# SKY viewing card - anyone know where to buy



## philly (Feb 5, 2010)

As we haven t lived in the UK for many mnay years we dont have a UK address and a couple of the guys we have spoken to say we need a UK address

Has anyone got a sky card without a uk adddress please


----------



## Veronica (Apr 5, 2008)

philly said:


> As we haven t lived in the UK for many mnay years we dont have a UK address and a couple of the guys we have spoken to say we need a UK address
> 
> Has anyone got a sky card without a uk adddress please


The guys who install satellites can provide you with a sky card. 
They cost around €100 each. For that you will get all the free to view programmes plus a few more with no monthly charge. Our last card lasted us 5 years and we have just had to replace it. €100 for 5 years of viewing is pretty good in my mind.


----------



## philly (Feb 5, 2010)

Veronica said:


> The guys who install satellites can provide you with a sky card.
> They cost around €100 each. For that you will get all the free to view programmes plus a few more with no monthly charge. Our last card lasted us 5 years and we have just had to replace it. €100 for 5 years of viewing is pretty good in my mind.

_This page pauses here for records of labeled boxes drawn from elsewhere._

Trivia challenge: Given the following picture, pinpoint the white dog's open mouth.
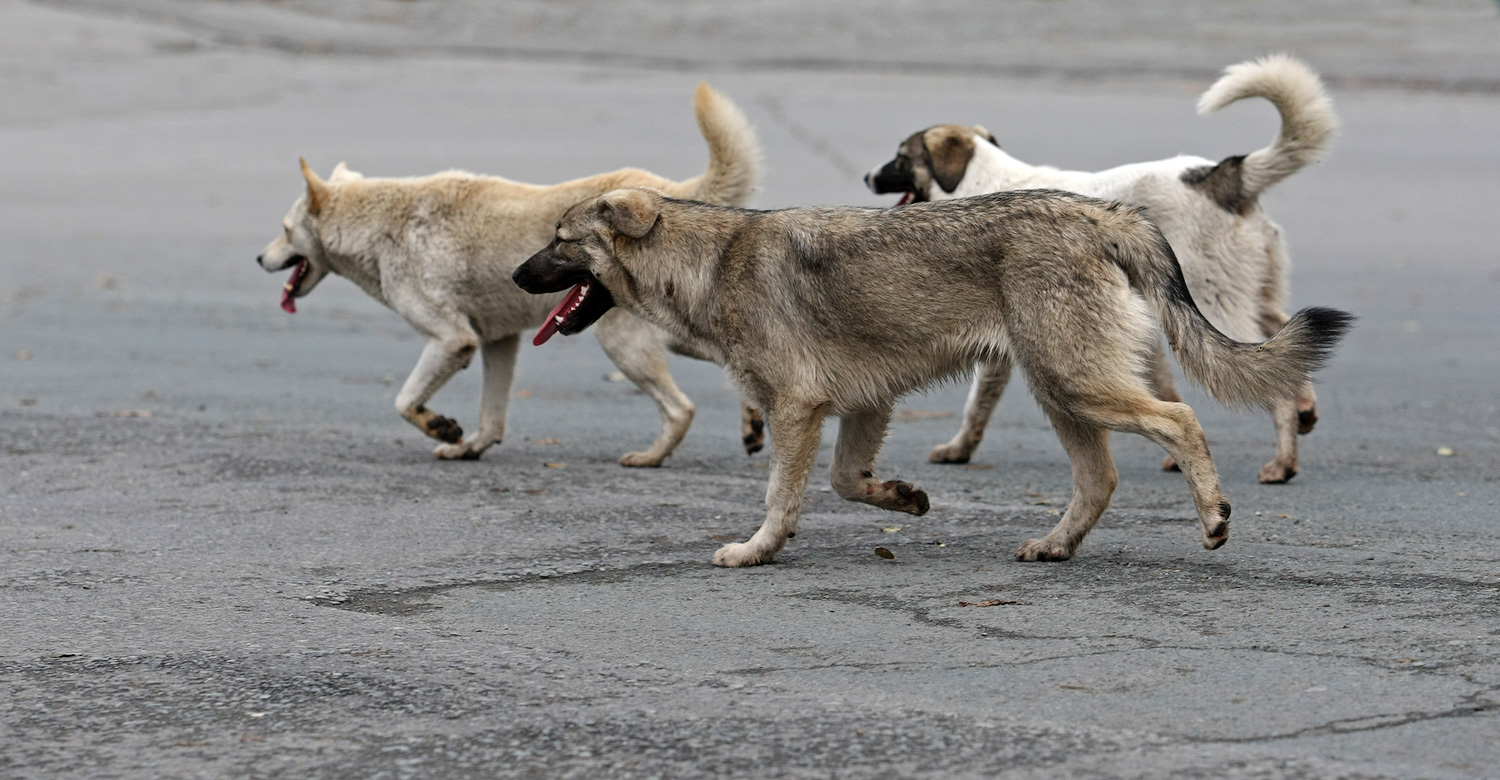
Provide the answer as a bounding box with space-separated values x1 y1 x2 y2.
531 275 615 347
282 258 308 314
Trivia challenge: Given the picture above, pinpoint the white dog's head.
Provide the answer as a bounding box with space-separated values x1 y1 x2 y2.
864 125 999 206
255 161 365 314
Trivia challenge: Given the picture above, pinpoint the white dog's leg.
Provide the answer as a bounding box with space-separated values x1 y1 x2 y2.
432 333 521 459
1146 339 1182 471
927 353 1011 464
714 404 824 566
594 311 696 467
833 407 927 516
396 332 479 444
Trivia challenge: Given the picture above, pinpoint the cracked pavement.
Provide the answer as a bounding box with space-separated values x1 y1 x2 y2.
0 0 1500 779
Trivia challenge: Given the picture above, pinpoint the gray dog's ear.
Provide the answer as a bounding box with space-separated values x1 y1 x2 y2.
297 158 329 216
923 126 974 192
600 189 662 239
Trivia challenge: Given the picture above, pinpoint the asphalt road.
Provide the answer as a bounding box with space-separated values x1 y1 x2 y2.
0 0 1500 779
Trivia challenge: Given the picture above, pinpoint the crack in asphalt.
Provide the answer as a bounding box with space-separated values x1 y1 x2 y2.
32 0 1500 95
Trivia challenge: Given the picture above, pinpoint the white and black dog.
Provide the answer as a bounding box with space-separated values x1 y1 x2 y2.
866 54 1338 483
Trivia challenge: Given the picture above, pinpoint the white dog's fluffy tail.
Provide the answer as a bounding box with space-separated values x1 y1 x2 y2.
1110 210 1355 410
672 83 761 206
1199 54 1338 198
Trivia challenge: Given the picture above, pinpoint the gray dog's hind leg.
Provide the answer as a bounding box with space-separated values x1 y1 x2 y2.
714 402 824 567
831 407 929 516
927 353 1011 464
1016 408 1119 561
740 402 765 455
1260 399 1298 485
432 333 521 461
594 311 696 467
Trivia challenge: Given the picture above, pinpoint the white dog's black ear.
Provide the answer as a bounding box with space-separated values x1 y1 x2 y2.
297 158 329 216
599 189 662 239
923 125 974 192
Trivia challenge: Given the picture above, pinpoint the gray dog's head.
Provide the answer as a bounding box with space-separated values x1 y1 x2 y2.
512 188 662 345
864 125 999 206
255 161 365 314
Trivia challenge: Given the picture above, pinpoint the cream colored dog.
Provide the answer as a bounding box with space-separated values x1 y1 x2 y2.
257 84 761 467
866 56 1338 483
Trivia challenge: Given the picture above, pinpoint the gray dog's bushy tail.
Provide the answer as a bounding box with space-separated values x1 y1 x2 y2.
1199 54 1338 198
671 83 761 206
1112 221 1355 410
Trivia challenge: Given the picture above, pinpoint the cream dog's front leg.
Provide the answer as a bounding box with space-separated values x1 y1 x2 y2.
714 402 825 567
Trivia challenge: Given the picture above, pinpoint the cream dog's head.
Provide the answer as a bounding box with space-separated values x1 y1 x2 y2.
864 125 999 206
255 161 365 314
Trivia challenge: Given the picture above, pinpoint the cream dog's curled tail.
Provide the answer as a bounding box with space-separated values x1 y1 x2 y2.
1110 207 1355 410
1199 54 1338 198
669 83 761 206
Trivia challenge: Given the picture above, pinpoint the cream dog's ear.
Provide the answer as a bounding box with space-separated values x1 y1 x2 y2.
600 189 662 239
297 158 329 216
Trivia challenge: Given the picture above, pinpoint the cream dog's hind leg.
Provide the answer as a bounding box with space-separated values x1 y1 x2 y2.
432 333 521 461
396 309 479 444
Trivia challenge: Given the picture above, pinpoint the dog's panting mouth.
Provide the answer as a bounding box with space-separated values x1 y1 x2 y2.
531 276 615 347
282 258 308 314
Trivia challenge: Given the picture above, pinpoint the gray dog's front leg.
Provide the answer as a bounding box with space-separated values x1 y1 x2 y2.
714 404 824 567
927 353 1011 464
833 407 927 516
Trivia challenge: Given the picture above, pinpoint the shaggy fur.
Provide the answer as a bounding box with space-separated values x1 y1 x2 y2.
866 56 1338 483
257 84 761 467
515 189 1349 566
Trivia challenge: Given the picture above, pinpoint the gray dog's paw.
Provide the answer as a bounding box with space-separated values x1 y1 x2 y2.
881 480 932 518
927 443 974 464
426 414 464 444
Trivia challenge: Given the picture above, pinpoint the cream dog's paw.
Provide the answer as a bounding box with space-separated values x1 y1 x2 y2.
714 542 771 569
1016 537 1073 561
432 441 485 461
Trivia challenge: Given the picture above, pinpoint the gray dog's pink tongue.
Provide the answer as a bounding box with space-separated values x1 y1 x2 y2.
531 282 588 347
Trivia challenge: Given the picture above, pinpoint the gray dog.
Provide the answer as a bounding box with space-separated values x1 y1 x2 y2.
513 188 1353 566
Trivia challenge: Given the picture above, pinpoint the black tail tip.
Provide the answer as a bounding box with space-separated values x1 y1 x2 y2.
1295 306 1358 353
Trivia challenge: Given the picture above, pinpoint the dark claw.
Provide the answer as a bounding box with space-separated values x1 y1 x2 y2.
428 416 464 444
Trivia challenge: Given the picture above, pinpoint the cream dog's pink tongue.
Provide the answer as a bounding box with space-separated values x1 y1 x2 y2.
282 260 308 314
531 282 588 347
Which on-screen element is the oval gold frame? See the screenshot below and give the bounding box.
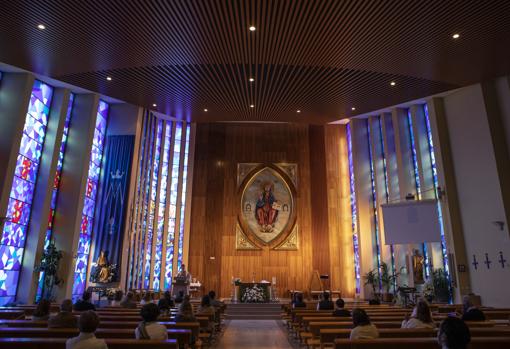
[237,164,297,248]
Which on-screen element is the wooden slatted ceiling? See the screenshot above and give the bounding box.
[0,0,510,123]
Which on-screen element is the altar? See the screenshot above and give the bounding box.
[235,281,272,303]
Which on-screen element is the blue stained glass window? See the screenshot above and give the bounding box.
[164,122,182,289]
[377,117,397,290]
[366,119,382,290]
[423,104,452,301]
[0,80,53,305]
[36,93,74,302]
[177,125,191,269]
[73,100,108,299]
[407,109,430,278]
[346,124,361,294]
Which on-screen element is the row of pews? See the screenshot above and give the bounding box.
[282,302,510,349]
[0,302,224,349]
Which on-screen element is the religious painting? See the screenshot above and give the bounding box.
[239,166,295,245]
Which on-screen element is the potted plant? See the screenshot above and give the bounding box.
[363,269,379,304]
[381,262,400,302]
[432,268,450,303]
[34,240,64,301]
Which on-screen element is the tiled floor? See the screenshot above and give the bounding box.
[214,320,293,349]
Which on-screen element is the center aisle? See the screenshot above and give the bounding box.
[214,320,293,349]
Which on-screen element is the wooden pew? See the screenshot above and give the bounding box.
[335,337,510,349]
[0,327,192,347]
[0,338,178,349]
[0,310,25,319]
[320,327,510,347]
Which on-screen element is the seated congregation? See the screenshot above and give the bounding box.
[282,292,510,349]
[0,291,225,349]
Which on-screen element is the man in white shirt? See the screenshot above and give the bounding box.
[66,310,108,349]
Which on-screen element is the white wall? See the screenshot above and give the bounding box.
[444,81,510,307]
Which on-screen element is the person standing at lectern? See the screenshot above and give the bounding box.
[177,264,191,284]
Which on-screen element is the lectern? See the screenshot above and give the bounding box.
[172,276,189,297]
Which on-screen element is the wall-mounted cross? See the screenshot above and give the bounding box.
[471,255,480,270]
[498,251,506,268]
[484,253,492,269]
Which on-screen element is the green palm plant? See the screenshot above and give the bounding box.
[34,239,64,300]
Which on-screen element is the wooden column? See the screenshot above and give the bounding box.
[309,125,331,275]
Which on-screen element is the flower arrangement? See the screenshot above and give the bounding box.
[241,285,265,303]
[100,287,120,301]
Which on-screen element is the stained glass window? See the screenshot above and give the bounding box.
[0,80,53,305]
[377,117,397,290]
[143,120,163,289]
[152,122,172,290]
[346,124,361,294]
[73,101,108,299]
[422,104,450,294]
[164,122,182,289]
[407,109,430,278]
[36,93,74,302]
[177,125,190,269]
[366,119,382,290]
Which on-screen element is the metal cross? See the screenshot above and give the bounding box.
[498,251,506,268]
[471,255,480,270]
[484,253,492,269]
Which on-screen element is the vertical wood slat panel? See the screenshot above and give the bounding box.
[188,123,354,297]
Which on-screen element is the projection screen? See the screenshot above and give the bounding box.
[381,200,441,245]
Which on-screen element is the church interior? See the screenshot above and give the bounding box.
[0,0,510,349]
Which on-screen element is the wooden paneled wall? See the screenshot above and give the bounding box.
[188,123,353,297]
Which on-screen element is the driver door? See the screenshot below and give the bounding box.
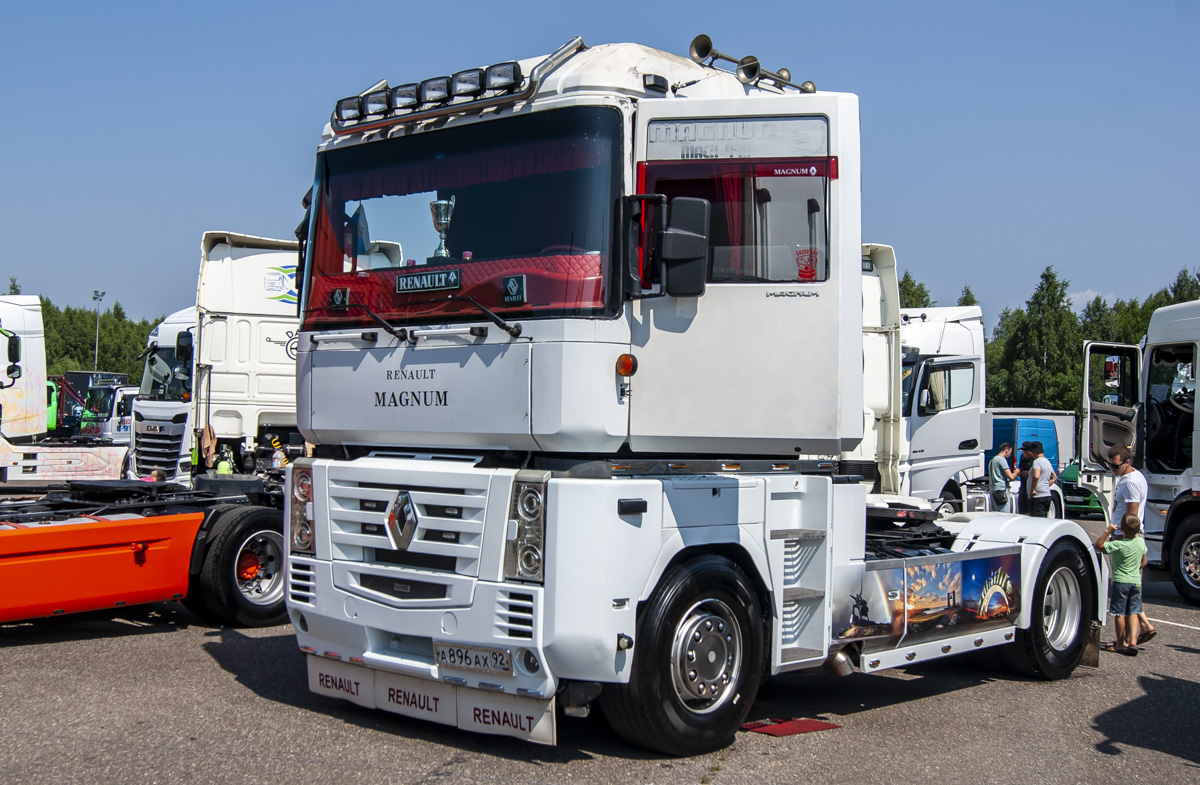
[1079,341,1144,472]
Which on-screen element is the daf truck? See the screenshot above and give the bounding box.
[133,232,302,497]
[286,36,1106,755]
[0,294,128,489]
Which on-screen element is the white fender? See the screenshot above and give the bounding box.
[942,513,1109,629]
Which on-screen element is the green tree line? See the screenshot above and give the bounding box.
[8,278,163,384]
[900,266,1200,413]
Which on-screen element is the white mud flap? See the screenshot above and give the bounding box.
[308,655,557,744]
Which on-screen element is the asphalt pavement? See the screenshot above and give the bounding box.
[0,521,1200,785]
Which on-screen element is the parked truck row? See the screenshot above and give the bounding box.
[0,36,1200,754]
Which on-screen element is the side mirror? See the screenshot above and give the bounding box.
[175,330,192,362]
[659,197,710,298]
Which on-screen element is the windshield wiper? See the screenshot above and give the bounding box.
[433,294,521,338]
[326,302,408,341]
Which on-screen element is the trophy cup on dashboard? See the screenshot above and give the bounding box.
[430,197,454,258]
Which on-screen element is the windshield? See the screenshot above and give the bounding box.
[304,107,620,330]
[138,346,192,401]
[85,386,116,420]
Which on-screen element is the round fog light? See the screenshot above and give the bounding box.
[517,485,541,521]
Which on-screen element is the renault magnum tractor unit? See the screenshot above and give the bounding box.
[284,36,1106,755]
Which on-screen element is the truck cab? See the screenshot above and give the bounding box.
[284,36,1104,755]
[1080,302,1200,605]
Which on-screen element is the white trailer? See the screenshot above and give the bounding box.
[286,36,1106,754]
[0,294,128,485]
[1079,302,1200,605]
[134,232,301,494]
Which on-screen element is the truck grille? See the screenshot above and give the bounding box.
[496,591,533,640]
[328,466,490,577]
[288,559,316,605]
[133,432,184,480]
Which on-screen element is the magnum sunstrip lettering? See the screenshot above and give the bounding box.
[376,390,450,408]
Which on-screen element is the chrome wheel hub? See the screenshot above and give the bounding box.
[671,600,742,714]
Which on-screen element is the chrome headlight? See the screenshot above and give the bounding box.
[288,459,316,555]
[504,472,550,583]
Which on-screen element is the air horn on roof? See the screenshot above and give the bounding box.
[688,34,817,92]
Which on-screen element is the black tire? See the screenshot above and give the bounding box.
[1170,515,1200,605]
[199,507,287,627]
[1000,540,1096,681]
[600,556,763,755]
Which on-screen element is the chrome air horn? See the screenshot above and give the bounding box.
[688,34,817,92]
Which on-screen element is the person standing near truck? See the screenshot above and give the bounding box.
[1016,442,1033,515]
[1028,442,1058,517]
[988,442,1021,511]
[1109,444,1158,646]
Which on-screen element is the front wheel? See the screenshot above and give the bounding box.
[1001,541,1096,681]
[600,556,763,755]
[198,507,287,627]
[1170,515,1200,605]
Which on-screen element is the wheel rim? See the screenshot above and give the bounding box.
[671,599,742,714]
[233,531,283,605]
[1180,534,1200,588]
[1042,567,1084,652]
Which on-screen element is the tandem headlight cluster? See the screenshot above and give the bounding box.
[288,459,317,556]
[504,471,550,583]
[334,61,524,124]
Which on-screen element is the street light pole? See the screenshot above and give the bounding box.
[91,289,104,371]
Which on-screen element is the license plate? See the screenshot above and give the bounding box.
[433,641,512,676]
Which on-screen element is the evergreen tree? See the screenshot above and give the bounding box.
[989,266,1082,409]
[899,270,934,308]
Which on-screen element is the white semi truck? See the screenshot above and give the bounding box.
[1079,302,1200,605]
[0,294,128,487]
[133,232,302,494]
[286,36,1106,755]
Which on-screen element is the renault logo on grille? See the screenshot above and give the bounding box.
[386,491,418,551]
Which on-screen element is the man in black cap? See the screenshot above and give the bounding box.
[1028,442,1058,517]
[1016,442,1033,515]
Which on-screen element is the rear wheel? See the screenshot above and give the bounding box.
[1001,541,1096,679]
[1170,515,1200,605]
[600,556,763,755]
[198,507,287,627]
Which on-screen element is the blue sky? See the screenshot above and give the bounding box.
[0,0,1200,324]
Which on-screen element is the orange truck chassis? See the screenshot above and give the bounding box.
[0,480,286,627]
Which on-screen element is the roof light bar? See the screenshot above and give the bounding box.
[450,68,484,95]
[362,90,391,114]
[391,83,421,109]
[330,37,587,136]
[484,62,521,90]
[335,96,362,122]
[420,77,450,103]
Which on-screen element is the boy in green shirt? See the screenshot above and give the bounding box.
[1096,513,1146,654]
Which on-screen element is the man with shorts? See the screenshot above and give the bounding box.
[1109,444,1158,646]
[988,442,1020,511]
[1030,442,1058,517]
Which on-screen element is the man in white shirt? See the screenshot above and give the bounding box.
[1028,442,1058,517]
[1109,444,1158,646]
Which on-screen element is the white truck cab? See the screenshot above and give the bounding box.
[1079,302,1200,605]
[286,36,1106,755]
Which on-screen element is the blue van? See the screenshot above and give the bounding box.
[983,417,1058,467]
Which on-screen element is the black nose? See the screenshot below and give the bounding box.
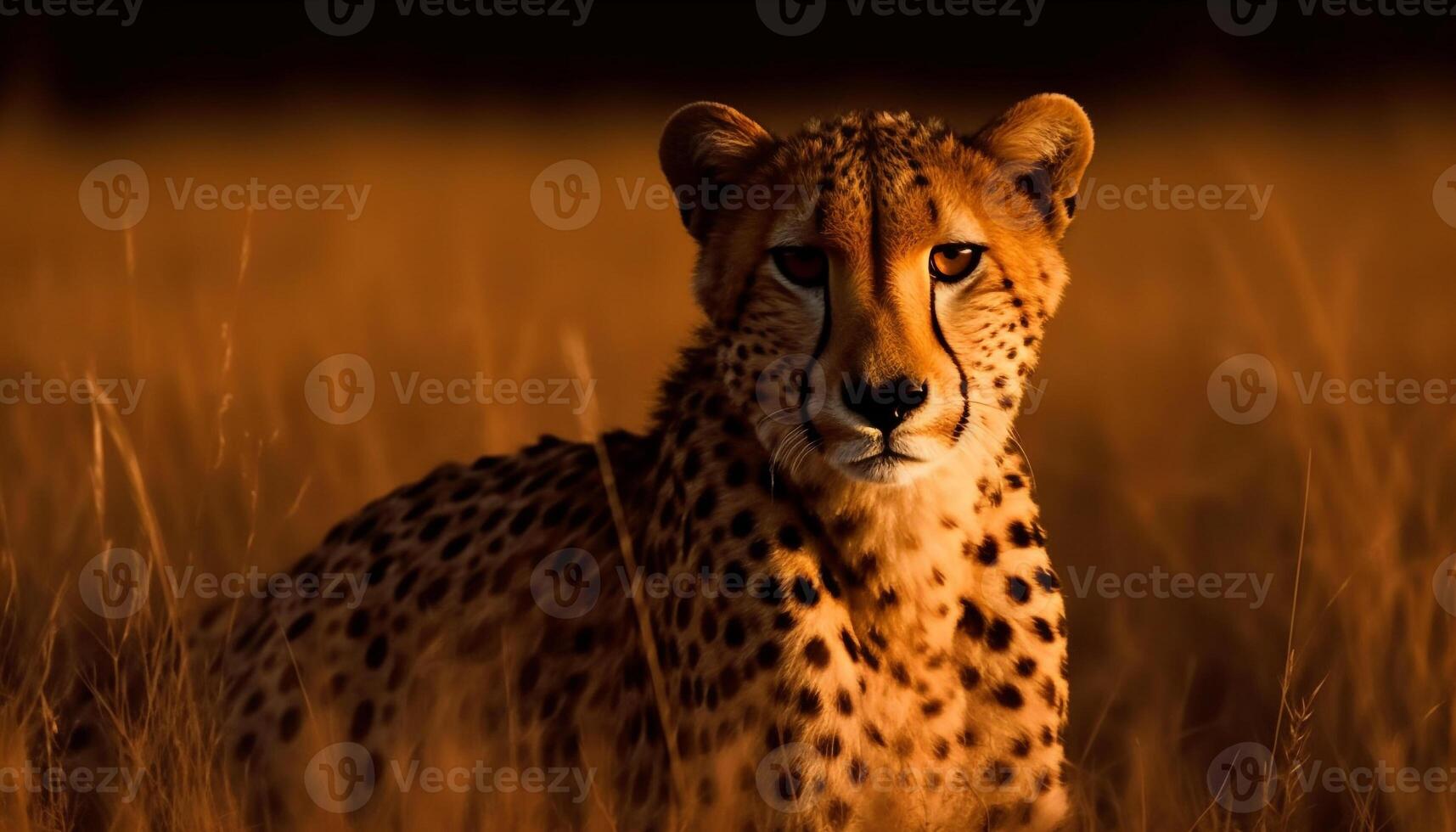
[840,376,930,433]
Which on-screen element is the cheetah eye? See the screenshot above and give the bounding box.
[930,244,986,283]
[769,246,829,289]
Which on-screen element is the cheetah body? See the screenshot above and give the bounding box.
[194,96,1091,829]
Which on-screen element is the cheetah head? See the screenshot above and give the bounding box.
[660,95,1092,486]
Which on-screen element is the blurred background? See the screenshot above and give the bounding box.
[0,0,1456,829]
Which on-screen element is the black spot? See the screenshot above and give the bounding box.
[233,732,258,761]
[344,609,368,638]
[986,618,1010,653]
[800,688,824,717]
[364,555,395,587]
[804,637,829,667]
[278,708,303,742]
[723,615,744,647]
[723,459,749,488]
[693,488,717,520]
[395,567,419,600]
[1031,616,1057,644]
[820,562,843,598]
[419,514,450,543]
[350,700,374,742]
[440,533,470,561]
[728,509,753,537]
[794,576,818,606]
[1006,520,1031,549]
[754,641,780,669]
[961,665,981,691]
[284,612,313,641]
[1006,576,1031,604]
[571,627,597,653]
[517,655,542,696]
[975,535,1000,565]
[996,683,1026,711]
[1035,567,1061,592]
[415,576,450,609]
[779,525,804,551]
[364,635,389,667]
[957,598,986,638]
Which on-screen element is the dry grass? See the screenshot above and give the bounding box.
[0,90,1456,830]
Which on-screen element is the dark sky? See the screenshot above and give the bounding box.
[0,0,1456,121]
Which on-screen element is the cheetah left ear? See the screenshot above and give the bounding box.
[656,100,773,242]
[970,93,1092,236]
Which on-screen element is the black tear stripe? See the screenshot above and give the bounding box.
[930,280,971,444]
[800,280,835,443]
[862,128,890,297]
[731,268,759,331]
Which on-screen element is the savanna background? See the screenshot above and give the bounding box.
[0,0,1456,830]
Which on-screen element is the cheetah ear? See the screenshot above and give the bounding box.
[656,100,773,242]
[970,93,1092,238]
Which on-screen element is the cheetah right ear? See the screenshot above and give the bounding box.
[970,93,1092,238]
[656,100,773,242]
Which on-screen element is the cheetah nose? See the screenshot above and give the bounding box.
[840,376,930,434]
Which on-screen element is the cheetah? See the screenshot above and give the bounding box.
[68,95,1092,830]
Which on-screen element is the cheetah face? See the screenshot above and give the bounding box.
[661,95,1092,484]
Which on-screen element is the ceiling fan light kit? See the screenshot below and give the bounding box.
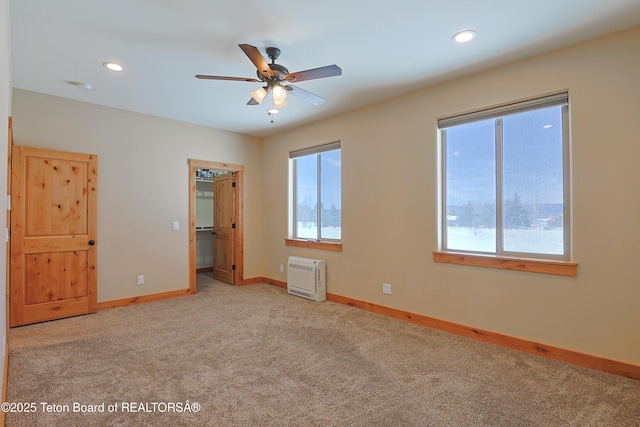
[196,44,342,123]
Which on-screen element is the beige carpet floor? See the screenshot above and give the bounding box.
[6,275,640,427]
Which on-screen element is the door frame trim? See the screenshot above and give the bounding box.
[188,159,244,294]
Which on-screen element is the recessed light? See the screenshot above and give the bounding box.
[453,30,476,43]
[67,80,93,92]
[102,62,124,71]
[76,83,93,92]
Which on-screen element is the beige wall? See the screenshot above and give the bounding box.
[13,89,262,302]
[0,0,11,388]
[262,28,640,364]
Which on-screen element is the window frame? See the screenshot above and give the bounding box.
[285,141,342,246]
[434,91,577,268]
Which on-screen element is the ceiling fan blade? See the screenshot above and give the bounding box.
[238,43,274,77]
[284,64,342,83]
[283,85,325,105]
[196,74,260,83]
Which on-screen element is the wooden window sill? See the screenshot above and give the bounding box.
[433,251,578,277]
[284,239,342,252]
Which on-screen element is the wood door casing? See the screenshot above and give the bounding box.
[10,146,97,326]
[213,173,236,285]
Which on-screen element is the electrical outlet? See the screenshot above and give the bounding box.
[382,283,391,295]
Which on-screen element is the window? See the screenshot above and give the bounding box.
[438,93,569,260]
[289,142,342,242]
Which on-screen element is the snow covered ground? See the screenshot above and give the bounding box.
[447,227,564,255]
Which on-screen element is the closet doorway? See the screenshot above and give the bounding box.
[189,159,244,294]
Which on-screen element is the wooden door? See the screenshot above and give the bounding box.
[10,146,98,326]
[213,173,236,285]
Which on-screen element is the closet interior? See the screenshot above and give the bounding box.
[196,168,227,273]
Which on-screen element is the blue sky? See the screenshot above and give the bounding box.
[446,106,563,205]
[297,150,342,209]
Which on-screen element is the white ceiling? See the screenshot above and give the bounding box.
[10,0,640,136]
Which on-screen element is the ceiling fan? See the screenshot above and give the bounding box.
[196,44,342,123]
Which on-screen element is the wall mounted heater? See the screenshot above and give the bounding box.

Thanks Veronica we are looking for the one that gives you all the channels, we have the free to view ones such as bbc itv etc but we were talking to some people over lunch and they have all the film channels and sky sports but the guy they got their card off has left the island

They did say there are quite a few that can get the cards for you without a uk address but of course they don t advertise the fact, thats what I m loking for


----------



## renel60 (Apr 13, 2010)

Anyone know how much it cost to get a sky dish fitted, also i have a sky account in uk can i use my uk card in my sky box in cyprus thanks


----------



## ashcroft (Apr 7, 2010)

Why don't you just use one of the companies that supply iplayer TV. I use View TV Abroad and they are fantastic...no equipment, no hassle, no messing around with UK addresses ..... they can have you watching TV in 5 minutes......... I don't know all the ins and outs i am pretty rubbish with the computor but basically what i do is watch any UK an US TV through the I player sites (BBC, ITV, Five, Channell 4 etc) I can watch live or catch up its really good! i generally watch through my TV as normal but you can watch up on your computor too. I pay £6.49 a month. Give them a try!


----------



## Veronica (Apr 5, 2008)

renel60 said:


> Anyone know how much it cost to get a sky dish fitted, also i have a sky account in uk can i use my uk card in my sky box in cyprus thanks


Yes you can use your Uk card in your box over here and you will get the free to view channels.
How much a dish costs depends on where you are going to be living as some areas need a 4 metre dish while others only need 2.7 metre.


----------



## philly (Feb 5, 2010)

A dish costs 1250 euros ( cheapest I have found ) and that wil give you full UK progs including SKY sports etc etc


----------



## renel60 (Apr 13, 2010)

Thank you does anyone know if I take a freeview box from the uk would it work in cyprus.


----------